Thursday, July 25, 2013

A Letter to Kate Middleton (and other new mothers)

I hope you're snuggled up with your new baby, getting lots of rest and recovering from your hard work bringing a new person into this world. I'm sure the deluge of advice has already started, but I just wanted to give you some of my thoughts; things I wish I'd heard with my first baby, that I've learned after having 4 children.

Everyone is going to tell you how quickly it goes by. You'll probably smile and nod politely, but until it's over, it's really hard to grasp. This isn't just something people say, it's a cliche because it is devastatingly true and people who say it really want you to understand that it will be over before you know it. It feels like forever, especially in the hardest parts, but then you have a child who is nearly a teenager and you wonder where your baby went. Assuming everything goes normally, in just a few short months, your helpless newborn will be trying to sit up. In just 1 short year, you'll have a tiny person who is either walking or trying to walk. In 2 years, they'll be talking.

Since it does go so fast, don't get sucked in by baby trainers. When your little baby is an independent toddler who would rather play than cuddle, would you rather be happy you snuggled them as much as you wanted when they were tiny or sad you left them to cry on the advice of complete strangers, many of whom have never had their own children? They are tiny and needy for such a short time, they have a whole life time to be independent. Don't buy into the lies of tiny manipulators who need to self-soothe. Babies don't have the mental capacity for such things. All they know, all they need, is loving arms, full tummies & clean, dry bums. That's it, everything else is just so much fluff.

Co-sleep with your baby in your room, if not your bed, for at least 6 months. It not only makes it easily to hear them and deal with their needs, it also reduces the risk of SIDS. If you bed share, follow safe sleeping guidelines. If you don't bed share, make sure your baby will be safe if you fall asleep while feeding.

Respond to your babies cries promptly and feed them on cue. If your baby is crying, they need something, even if it's "only" some loving touch and reassurance. Parenting doesn't stop when the lights go out, in fact night time is when babies are most in need of knowing they are safe and cared for. There is no set time when babies don't need to eat at night anymore, despite what you will hear from well meaning friends, relatives and sometimes even medical people. Do you sometimes wake up in the night, thirsty, hungry, lonely or scared? Babies do too, far more frequently.

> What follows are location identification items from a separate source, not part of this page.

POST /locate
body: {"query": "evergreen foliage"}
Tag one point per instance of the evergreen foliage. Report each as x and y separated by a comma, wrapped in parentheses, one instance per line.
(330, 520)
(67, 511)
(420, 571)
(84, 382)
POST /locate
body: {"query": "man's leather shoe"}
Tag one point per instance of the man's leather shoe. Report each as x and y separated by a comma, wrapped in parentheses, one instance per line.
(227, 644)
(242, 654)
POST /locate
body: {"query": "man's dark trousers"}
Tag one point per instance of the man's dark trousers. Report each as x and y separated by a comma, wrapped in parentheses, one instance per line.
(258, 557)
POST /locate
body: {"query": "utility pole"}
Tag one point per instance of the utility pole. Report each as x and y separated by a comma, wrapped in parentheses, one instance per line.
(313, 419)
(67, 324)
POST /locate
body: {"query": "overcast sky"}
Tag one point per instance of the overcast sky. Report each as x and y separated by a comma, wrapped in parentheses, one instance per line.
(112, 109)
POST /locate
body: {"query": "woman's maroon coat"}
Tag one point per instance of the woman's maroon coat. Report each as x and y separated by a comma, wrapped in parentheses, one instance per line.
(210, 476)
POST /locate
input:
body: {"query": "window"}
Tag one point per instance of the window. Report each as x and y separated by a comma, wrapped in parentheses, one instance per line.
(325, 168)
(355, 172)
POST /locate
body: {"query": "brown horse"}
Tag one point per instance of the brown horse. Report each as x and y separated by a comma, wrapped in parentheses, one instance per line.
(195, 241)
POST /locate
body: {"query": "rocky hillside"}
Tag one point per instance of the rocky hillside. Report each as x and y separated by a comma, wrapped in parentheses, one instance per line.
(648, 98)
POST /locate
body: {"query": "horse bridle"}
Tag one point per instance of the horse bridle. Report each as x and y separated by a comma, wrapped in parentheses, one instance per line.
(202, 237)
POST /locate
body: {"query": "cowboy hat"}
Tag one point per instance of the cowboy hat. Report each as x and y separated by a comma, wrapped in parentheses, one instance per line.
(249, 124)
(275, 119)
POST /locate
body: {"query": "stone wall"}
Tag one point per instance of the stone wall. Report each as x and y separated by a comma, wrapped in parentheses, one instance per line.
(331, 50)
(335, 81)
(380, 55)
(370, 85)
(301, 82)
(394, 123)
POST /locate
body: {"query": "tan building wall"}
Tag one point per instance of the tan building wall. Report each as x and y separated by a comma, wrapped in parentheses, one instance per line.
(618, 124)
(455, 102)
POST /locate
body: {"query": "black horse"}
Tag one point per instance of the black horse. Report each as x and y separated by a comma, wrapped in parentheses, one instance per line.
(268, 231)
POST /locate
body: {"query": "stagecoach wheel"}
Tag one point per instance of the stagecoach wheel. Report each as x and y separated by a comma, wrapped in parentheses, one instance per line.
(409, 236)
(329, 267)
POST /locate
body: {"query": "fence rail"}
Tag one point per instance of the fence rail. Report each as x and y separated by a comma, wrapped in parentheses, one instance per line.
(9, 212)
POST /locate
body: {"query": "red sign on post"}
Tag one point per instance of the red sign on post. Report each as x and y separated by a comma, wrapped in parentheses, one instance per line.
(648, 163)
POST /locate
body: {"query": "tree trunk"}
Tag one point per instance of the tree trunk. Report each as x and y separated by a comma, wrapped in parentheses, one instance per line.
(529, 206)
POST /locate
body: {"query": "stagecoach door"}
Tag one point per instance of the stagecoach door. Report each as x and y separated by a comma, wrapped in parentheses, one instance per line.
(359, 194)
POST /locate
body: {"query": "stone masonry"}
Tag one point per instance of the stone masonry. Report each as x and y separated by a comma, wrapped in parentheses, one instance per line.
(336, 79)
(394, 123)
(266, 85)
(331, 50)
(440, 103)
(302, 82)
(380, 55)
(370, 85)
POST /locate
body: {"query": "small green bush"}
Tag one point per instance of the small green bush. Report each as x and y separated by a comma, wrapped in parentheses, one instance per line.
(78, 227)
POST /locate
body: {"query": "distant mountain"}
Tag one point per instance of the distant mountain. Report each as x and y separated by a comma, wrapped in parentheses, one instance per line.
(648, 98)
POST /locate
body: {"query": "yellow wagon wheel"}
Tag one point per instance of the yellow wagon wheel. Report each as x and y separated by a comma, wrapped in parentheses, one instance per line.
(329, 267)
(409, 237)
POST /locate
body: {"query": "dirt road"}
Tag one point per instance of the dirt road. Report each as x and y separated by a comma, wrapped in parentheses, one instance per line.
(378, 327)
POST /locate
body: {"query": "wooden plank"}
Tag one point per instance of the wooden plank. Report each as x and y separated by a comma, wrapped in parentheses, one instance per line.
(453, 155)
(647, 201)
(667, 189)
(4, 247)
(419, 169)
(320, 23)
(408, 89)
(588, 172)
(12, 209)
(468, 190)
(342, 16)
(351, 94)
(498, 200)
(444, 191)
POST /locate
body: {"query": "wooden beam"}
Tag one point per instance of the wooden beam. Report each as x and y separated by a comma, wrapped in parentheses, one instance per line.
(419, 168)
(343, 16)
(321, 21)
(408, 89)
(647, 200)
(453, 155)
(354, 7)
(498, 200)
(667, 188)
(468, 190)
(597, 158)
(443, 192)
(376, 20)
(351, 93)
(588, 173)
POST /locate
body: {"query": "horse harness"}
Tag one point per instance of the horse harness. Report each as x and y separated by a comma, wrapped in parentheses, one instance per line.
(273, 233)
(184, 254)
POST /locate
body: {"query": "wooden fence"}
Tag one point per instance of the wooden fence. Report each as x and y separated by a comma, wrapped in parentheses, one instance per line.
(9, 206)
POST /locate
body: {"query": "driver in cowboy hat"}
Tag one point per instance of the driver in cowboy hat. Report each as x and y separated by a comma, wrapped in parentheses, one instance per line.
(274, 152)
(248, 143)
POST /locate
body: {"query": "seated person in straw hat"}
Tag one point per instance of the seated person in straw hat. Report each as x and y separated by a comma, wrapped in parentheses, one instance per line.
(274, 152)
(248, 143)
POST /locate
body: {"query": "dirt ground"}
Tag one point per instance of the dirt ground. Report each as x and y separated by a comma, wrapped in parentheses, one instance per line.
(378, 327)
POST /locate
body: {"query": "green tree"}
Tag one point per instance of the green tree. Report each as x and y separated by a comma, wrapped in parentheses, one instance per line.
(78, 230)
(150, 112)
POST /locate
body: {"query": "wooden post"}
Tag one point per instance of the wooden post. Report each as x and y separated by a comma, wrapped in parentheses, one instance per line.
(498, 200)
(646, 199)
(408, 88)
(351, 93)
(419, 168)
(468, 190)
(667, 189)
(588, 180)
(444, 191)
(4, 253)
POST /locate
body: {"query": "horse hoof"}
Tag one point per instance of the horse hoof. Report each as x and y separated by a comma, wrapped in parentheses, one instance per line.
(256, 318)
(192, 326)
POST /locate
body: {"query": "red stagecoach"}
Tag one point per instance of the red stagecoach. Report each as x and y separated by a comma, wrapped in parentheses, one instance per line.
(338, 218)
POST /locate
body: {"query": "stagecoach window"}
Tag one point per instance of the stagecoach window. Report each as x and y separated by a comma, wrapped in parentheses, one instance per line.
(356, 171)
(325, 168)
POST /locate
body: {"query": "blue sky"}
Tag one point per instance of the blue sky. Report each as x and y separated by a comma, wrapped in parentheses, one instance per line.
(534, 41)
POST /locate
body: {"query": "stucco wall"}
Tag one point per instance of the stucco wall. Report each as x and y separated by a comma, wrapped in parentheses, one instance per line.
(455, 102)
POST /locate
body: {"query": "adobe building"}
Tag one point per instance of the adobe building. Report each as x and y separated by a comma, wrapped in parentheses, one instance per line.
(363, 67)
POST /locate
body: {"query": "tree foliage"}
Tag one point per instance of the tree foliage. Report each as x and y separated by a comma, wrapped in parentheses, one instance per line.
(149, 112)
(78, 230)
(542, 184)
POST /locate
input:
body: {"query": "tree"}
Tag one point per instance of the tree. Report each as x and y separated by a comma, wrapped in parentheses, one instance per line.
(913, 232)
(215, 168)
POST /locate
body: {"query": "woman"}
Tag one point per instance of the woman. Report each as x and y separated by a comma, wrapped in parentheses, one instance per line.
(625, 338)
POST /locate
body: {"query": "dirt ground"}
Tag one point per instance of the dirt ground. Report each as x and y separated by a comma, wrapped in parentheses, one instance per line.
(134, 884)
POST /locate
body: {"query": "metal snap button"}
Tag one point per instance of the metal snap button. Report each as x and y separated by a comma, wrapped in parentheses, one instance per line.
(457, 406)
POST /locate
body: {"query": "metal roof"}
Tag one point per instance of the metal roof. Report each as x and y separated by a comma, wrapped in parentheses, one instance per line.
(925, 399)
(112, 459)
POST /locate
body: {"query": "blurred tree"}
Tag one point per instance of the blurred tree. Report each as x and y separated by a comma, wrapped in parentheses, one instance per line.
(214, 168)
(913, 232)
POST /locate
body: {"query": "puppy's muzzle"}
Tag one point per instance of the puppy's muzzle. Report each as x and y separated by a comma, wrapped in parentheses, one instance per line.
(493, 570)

It is NORMAL for babies and toddlers to still be waking up at night at least occasionally at 1, 2 or even 3 years of age. It is UNREALISTIC to expect babies to sleep through the night at 2 months or even 6 or 8 months. Some rare babies will, but to expect it is to be frustrated and disappointed if your perfectly normal baby doesn't. To try to force them to, as the baby trainers promote, is to risk damaging the bond you are trying to build. The most essential skill for babies to learn in the first year is trust and they learn it by having their needs responded to by their caregivers.

Keep your babies close, snuggle them, use a baby carrier if you need to do other things, feed them on cue around the clock, rock them and nurse them to sleep if they want you to and respond to their cries so you can watch as they develop independence on their own terms, when they are ready. You won't regret the small amount of time you put in now because it really does go by so fast.